It may be cold comfort to us humans, but children still outshine machines when learning about the world.
Taking inspiration from infants, scientists at Google's DeepMind have created a system that can start to teach itself to see and understand a spatial environment.
Published today in Science, the algorithm is an important step for computer vision research. This field aims to give these tools the power to analyse image and video, much like a human can.
So far, this type of work has relied mostly on giving machine learning systems a big helping hand.
Often this involves training them with tens of thousands of labelled images — "this is a car", "this is a ball", "this is a table".
The DeepMind system figures out by itself the best way to interpret a scene.
Dubbed a Generative Query Network (GQN), the system gets rid of labels and focuses on what's known as unsupervised learning.
In the GQN, two networks play a "cooperative game".
The first network looks at an image and tries to describe it in the most concise way possible.
The second network takes that description and tries to predict what the scene would look like from a different viewpoint.
When an incorrect prediction is made, the two networks update themselves to reduce the chance of making the same mistake in the future.
The team tested the network on rooms with multiple objects, as well as in maze-like environments.
Michael Milford, a robotics professor at Queensland University of Technology who was not involved with the study (but who has worked with Google DeepMind), said the network had significant potential.
Computer vision research often focuses on creating algorithms that can perform specialised tasks, he explained: controlling self-driving cars or homecare robots, for instance.
A system that can learn for itself how to represent the world could be much more flexible.
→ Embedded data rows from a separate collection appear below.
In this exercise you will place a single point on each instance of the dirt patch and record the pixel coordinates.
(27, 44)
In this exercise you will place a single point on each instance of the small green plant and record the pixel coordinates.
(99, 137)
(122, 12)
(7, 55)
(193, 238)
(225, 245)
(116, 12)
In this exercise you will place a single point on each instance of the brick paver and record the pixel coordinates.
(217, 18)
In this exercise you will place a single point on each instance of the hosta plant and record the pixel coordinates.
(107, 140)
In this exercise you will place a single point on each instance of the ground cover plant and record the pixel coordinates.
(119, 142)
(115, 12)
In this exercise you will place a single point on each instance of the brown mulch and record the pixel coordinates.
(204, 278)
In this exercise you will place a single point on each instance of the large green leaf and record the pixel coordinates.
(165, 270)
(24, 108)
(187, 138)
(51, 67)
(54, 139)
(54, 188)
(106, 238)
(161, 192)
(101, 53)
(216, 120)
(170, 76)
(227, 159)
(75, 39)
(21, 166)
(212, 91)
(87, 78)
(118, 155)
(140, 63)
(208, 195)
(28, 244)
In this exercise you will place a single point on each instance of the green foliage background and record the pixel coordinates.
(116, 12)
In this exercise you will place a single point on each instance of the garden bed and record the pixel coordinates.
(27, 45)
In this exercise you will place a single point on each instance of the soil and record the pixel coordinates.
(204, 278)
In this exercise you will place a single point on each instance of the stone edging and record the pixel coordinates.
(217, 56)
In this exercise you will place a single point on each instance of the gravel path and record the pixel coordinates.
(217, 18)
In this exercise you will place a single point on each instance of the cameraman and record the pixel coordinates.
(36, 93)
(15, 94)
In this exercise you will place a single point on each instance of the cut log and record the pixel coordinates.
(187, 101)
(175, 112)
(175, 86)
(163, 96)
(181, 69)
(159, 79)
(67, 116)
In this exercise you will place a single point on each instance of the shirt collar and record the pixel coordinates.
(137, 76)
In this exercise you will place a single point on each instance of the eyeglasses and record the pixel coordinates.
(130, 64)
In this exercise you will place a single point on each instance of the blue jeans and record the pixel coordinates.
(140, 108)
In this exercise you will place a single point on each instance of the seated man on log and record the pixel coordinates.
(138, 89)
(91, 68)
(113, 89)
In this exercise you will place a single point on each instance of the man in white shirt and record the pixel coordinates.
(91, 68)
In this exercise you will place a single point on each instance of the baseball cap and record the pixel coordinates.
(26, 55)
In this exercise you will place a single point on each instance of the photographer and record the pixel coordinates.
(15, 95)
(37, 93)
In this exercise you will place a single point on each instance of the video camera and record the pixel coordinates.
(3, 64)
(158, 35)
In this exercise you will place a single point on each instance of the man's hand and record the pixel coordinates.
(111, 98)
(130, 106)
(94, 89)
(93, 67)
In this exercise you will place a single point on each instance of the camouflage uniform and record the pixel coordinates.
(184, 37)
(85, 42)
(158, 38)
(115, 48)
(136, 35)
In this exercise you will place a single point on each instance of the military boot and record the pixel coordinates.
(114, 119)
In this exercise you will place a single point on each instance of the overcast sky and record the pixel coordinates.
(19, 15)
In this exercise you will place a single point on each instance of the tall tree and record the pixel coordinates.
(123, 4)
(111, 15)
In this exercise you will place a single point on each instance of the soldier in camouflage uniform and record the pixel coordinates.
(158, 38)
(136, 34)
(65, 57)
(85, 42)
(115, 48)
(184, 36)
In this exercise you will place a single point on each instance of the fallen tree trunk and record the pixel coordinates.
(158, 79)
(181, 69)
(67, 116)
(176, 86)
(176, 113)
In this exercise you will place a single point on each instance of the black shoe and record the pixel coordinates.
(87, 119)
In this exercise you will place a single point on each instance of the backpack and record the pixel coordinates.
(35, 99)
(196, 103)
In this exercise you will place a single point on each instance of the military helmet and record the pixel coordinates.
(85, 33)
But, Dr Milford pointed out, the research has so far only been done in the lab and looked at simple 3D scenes. Whether it can survive the real world is a question for a later date.
"When you take them out into the real world, it's dark, it's raining, there's dust in the air, there's people running around in front of the autonomous car. Obviously, it's a lot tougher," he said.
The GQN avoids using labelled images to learn about the world, so it may not immediately know the names of certain objects or interpret them in a way that humans understand — this is where babies come in.
"Think of how an infant might interact with a laptop to begin with," Mr Eslami said.
"First it might think, 'that is just a collection of boxes' … but over time, if it sees the laptop enough … it will figure out that actually this thing, this configuration of boxes, appears to happen quite a lot, and maybe it's a concept of its own."
This is when a parent might step in, and explain that humans call that thing a "laptop".
This way of learning about a scene is not only much more efficient, but it also has the potential to create systems that have a much deeper understanding of the world, according to the researchers.
Traditional machine learning systems are not typically able to answer "what if" questions, DeepMind researcher Danilo Rezende explained.
They just answer a very specific question: Is there a person in the image? Is there a dog in the image?
"It cannot answer: 'What if I change something in the image?' or 'What if I see from this other perspective, what should I see?'" he added.
The GQN could help build machine learning systems that can answer this type of question, but if machines are teaching themselves, we face new challenges, Dr Milford said.
It becomes harder to understand the internal processes of these complicated systems — how is the system perceiving the world? Why is it making the choices it does?
"Even if you're not telling it what to do, it is going to learn different views of the world, so we just need to be conscious of that, especially as they get more and more complex."